Machine learning-assisted prediction and interpretation of electrochemical corrosion behavior in high-entropy alloys

In this study, machine learning (ML) models were successfully employed to predict the short-term electrochemical corrosion behavior of high-entropy alloys (HEAs) based on their chemical compositions. Considering the vast compositional space of HEAs, which restricts the development of corrosion-resistant HEAs, and the lack of non-destructive methods to qualitatively assess their corrosion resistance, this work represents a significant advancement in the field. The "three-step" method was applied to select the optimal feature set from 38 features, and six ML regression models were trained and compared. The eXtreme Gradient Boosting (XGBoost) and Gradient Boosting Decision Tree (GBDT) algorithms demonstrated the highest predictive accuracy (R2 = 81.02 % and 84.64 %, respectively) among the six algorithms.
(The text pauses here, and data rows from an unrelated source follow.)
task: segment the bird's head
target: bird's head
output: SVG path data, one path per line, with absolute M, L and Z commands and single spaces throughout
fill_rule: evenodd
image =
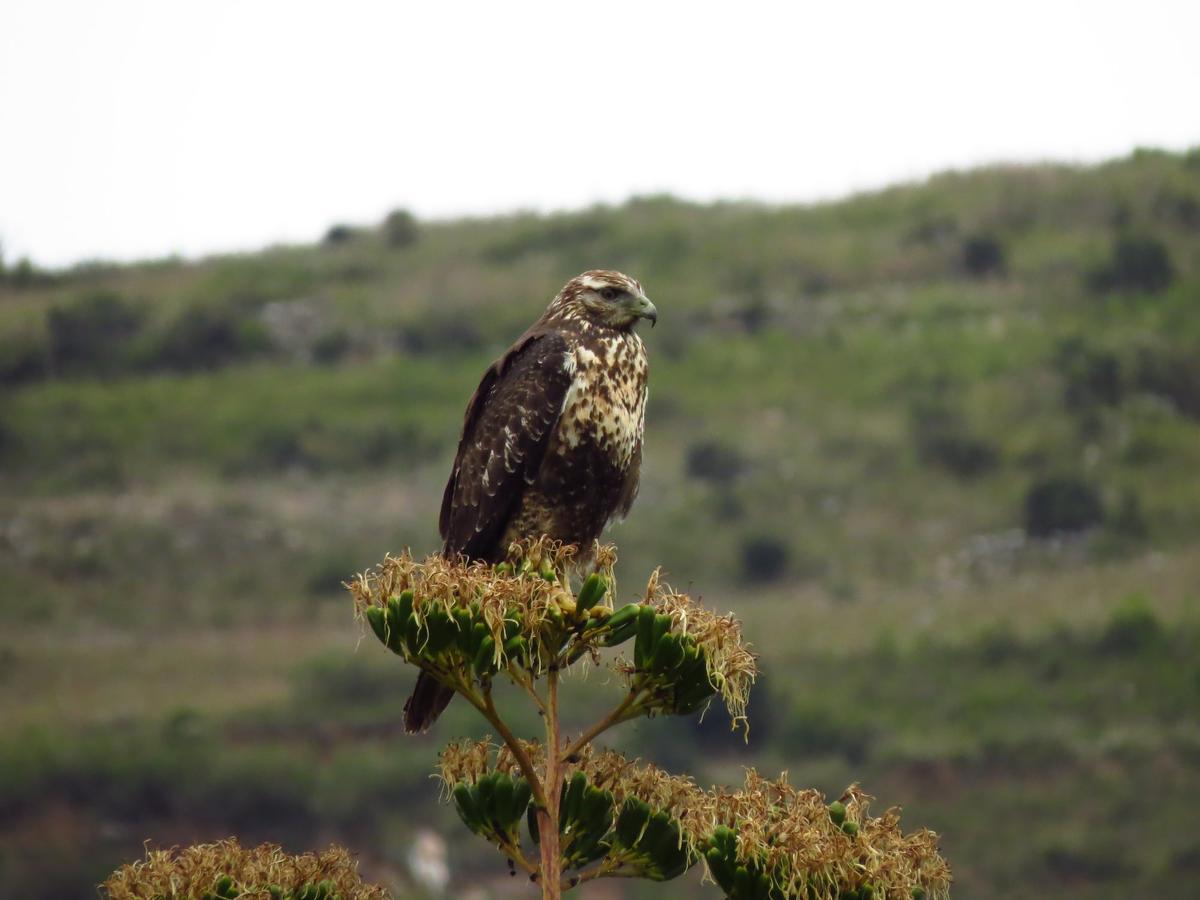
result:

The model's robust generalization capabilities were confirmed through validation on an additional dataset. Moreover, the interpretability of the model was enhanced by employing two analysis methods, which revealed that pH as an environmental factor, electronegativity difference and average electronegativity as empirical parameters, and the concentrations of Cr and Cu as compositional parameters have the most significant impact on the corrosion resistance of HEAs. The proposed methodology and framework have the potential to optimize alloy composition, facilitating the design and development of new corrosion-resistant HEAs.